Elle avait raison. Je n’allais rien lui apprendre sur la prudence.

“Grouille-toi”, ajouta-t-elle.

À contrecœur, je montai sur son dos. Bientôt, nous survolions la Forêt des Elfes vers l’ouest sous un ciel bleu parsemé de nuages.

“Vers la Province des Émeraudes, le ciel est tempêtueux”, commenta Sonju comme nous dépassions la Cordillère du Soleil.

En effet, au nord, de gros nuages noirs s’avançaient depuis le Grand Océan. Toutefois, ils arrivaient rarement à remonter toute la vallée du Grand Fleuve et, du moins dans la Province Grise, la journée s’annonçait belle.

La dragonne lança son sortilège d’invisibilité avant de plonger vers la Forêt des Astres.

“Je te laisse où ?”, demanda-t-elle.

“Au Croc, s’il te plaît.”

Yelyeh hésita.

“Tu es sûr ? La Suprême des Glaces sait que tu es un renard pourpre, à présent.”

“Elle ne va pas s’en prendre à un ami de leur bienfaitrice, si ?”, répliquai-je.

“Elle va quand même te cribler de questions.”

C’était bien probable. Cependant, je n’allais pas fuir le Murim pour si peu, après avoir passé tant d’années à l’Académie Céleste.

“Je répondrai en conséquence”, assurai-je.

“Dans ce cas…”

Yelyeh fonça vers le Croc enneigé qui se dressait au milieu des plaines. Elle atterrit non loin de la Forêt de Glace et, je me demandais si elle n’avait pas l’intention de lui dire deux mots, à ce Dieu du Croc, quand, son invisibilité brisée, elle braqua ses yeux vers la Corne des Nuages et dit :

“Cet ami, Irami. C’est un drôle d’oiseau. Pas étonnant que tu veuilles le prendre comme disciple, Sonju…”

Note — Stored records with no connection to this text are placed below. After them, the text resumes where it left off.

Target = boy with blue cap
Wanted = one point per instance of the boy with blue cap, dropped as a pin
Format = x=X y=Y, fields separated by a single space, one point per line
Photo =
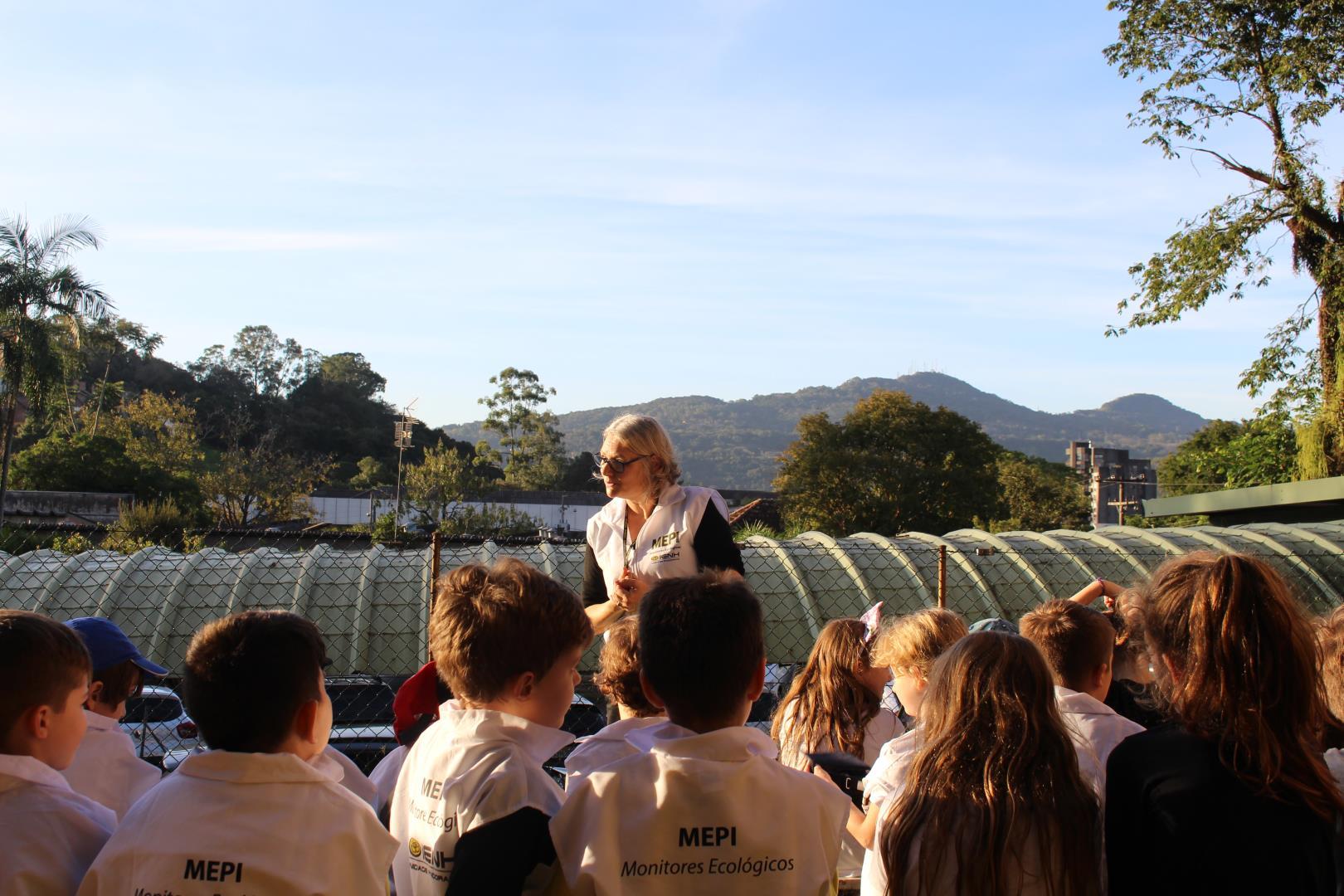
x=105 y=767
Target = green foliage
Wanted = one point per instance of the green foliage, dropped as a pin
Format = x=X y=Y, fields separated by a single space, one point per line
x=373 y=473
x=441 y=483
x=71 y=543
x=1277 y=69
x=152 y=523
x=489 y=520
x=262 y=484
x=749 y=529
x=261 y=362
x=1038 y=496
x=530 y=437
x=893 y=465
x=1231 y=455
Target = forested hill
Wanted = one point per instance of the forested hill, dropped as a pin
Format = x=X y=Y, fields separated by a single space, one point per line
x=737 y=444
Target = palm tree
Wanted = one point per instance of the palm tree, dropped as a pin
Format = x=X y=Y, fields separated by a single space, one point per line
x=39 y=296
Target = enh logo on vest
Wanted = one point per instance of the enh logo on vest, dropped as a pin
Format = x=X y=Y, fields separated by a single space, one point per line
x=665 y=547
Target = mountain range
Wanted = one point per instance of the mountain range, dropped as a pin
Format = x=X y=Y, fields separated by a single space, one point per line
x=735 y=445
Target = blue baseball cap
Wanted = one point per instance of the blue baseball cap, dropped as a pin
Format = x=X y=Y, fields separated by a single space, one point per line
x=110 y=645
x=995 y=625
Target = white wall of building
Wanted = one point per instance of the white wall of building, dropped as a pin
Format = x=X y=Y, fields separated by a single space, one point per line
x=355 y=512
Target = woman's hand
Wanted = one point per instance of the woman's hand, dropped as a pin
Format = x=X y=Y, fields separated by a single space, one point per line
x=631 y=590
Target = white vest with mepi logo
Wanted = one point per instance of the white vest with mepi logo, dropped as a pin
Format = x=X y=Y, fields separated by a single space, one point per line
x=663 y=548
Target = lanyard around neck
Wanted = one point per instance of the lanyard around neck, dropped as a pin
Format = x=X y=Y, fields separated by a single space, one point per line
x=626 y=547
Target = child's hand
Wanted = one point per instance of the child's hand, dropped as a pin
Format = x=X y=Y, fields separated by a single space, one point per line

“Ça a été un honneur de te rencontrer, vénérable dragonne”, fit le vieux cultivateur. “Que tes ailes imprègnent les cieux de ta vertu pendant longtemps encore.”

“Hum…” Yelyeh regarda la Corne des Nuages comme s’il lui en coûtait de la rendre, puis elle attrapa délicatement de ses crocs le sac de pièces d’or et ajouta : “Zangsa. Prends soin de toi et de tes amis. Et fais attention à ne pas avaler de poison, cette fois-ci. Bon courage.”

— « Bon courage ? », répétai-je. « Pas “bonne chance” ? »

“Hum. Bonne chance aussi. À la prochaine.” Elle se refit invisible, et un grand coup de vent m’informa qu’elle était partie.

Pourquoi avais-je l’impression qu’elle me cachait quelque chose ?

Je haussai les épaules. J’allais découvrir la réponse bien assez vite. Je boitai sur la neige, prenant la direction de la Secte des Glaces. Et c’est là que les Lancières qui surveillaient encore le chemin vers la Forêt des Glaces m’interceptèrent. Mofafi me lança :

— « Zangsa ! »

La mère de Ceyra vint à moi avec un tel élan qu’un instant, je crus qu’elle allait m’embrocher avec sa hallebarde… Mais non : elle me donna son appui.

— « Tu boites », dit-elle. « Laisse-moi te donner un coup de main. »

Elle avait certainement entendu parler des événements qui s’étaient produits cette nuit dans sa secte. Me donner un coup de main… C’était gentil de sa part, mais, hélas, la connaissant un peu, je craignais de ne pas m’en sortir indemne. Sa main m’écrasait déjà le bras…

— « Euh… Merci, Mofafi. »

— « De rien. »

Son sourire était si sincère que je n’osai plus refuser son aide.